Google’s self-driving cars totally confused by bicycles

Avatar By Aaron Sims | 5 years ago

Track stands are a common practice for serious cyclists. The move involves waiting at a complete stop, balancing on the bike’s tires, without removing your feet from the pedals. According to a report from Engadget, bicycle riders may want to avoid performing this move if they notice a Google autonomous vehicle at an intersection.

A cyclist in Austin, Texas reportedly completely confused a Google AV as he performed a track stand at an intersection. As he made minor movements to adjust his balance while waiting for the light to turn, the Google car lurched forward anxiously as if it were a bull ready to be set loose in the ring.

The cyclist left the intersection unscathed, but it was painfully clear that Google’s motion-sensing software did not know how to respond to the erratic movements of the biker. Lurching forward and then slamming on the brakes could prove to be a dangerous response at a crowded intersection.

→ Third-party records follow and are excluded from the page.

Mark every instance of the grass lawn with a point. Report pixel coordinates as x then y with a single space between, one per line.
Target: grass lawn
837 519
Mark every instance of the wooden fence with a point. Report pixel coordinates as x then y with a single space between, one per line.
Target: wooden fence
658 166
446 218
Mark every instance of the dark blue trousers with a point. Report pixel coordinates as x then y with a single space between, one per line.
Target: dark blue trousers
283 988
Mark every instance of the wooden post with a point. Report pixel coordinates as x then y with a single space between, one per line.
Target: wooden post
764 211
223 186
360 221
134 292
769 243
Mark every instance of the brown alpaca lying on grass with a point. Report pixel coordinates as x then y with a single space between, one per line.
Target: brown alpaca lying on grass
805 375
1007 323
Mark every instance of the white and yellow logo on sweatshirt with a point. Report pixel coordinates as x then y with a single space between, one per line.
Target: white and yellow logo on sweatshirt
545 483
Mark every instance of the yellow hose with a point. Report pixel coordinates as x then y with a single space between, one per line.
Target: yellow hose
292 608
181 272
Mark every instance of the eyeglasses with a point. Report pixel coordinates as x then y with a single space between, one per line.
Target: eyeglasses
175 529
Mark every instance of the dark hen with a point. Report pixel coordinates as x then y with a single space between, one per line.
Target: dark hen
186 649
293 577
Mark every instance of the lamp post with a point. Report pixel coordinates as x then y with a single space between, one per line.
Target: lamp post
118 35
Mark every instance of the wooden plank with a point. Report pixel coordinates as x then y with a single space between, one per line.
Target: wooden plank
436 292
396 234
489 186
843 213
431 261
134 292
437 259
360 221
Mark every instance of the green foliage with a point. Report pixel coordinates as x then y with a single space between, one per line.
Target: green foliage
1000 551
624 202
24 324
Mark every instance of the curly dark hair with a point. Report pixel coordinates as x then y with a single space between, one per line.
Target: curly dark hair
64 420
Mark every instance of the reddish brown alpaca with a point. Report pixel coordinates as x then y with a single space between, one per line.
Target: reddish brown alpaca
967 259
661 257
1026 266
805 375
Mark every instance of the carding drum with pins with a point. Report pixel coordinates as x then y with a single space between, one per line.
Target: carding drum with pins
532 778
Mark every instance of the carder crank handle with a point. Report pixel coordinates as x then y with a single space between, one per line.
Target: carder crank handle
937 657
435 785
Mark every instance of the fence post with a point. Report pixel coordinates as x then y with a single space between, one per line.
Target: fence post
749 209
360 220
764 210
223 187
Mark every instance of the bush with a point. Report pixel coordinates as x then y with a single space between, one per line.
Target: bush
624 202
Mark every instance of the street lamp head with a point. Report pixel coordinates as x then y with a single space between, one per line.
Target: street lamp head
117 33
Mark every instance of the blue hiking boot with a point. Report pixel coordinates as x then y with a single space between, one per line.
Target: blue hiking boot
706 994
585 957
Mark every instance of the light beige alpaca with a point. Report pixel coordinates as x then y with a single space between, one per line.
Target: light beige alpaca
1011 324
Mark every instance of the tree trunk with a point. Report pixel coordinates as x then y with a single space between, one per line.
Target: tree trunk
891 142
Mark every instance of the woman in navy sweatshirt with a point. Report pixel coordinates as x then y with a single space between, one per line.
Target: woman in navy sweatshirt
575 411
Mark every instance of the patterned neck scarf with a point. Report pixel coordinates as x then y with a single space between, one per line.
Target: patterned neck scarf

Google is confident that the bug is minor, and told the Washington Post that it appreciates this kind of real world feedback. As the company seeks to develop intelligent vehicles, it must consider every possible contingency on the road.

The company still has a long way to go before these robot cars will be driving the majority of Americans around, but they have made great strides in recent years. It should be a good sign that despite the car’s erratic movements, the cyclist still felt safer around Google’s car than a manned vehicle.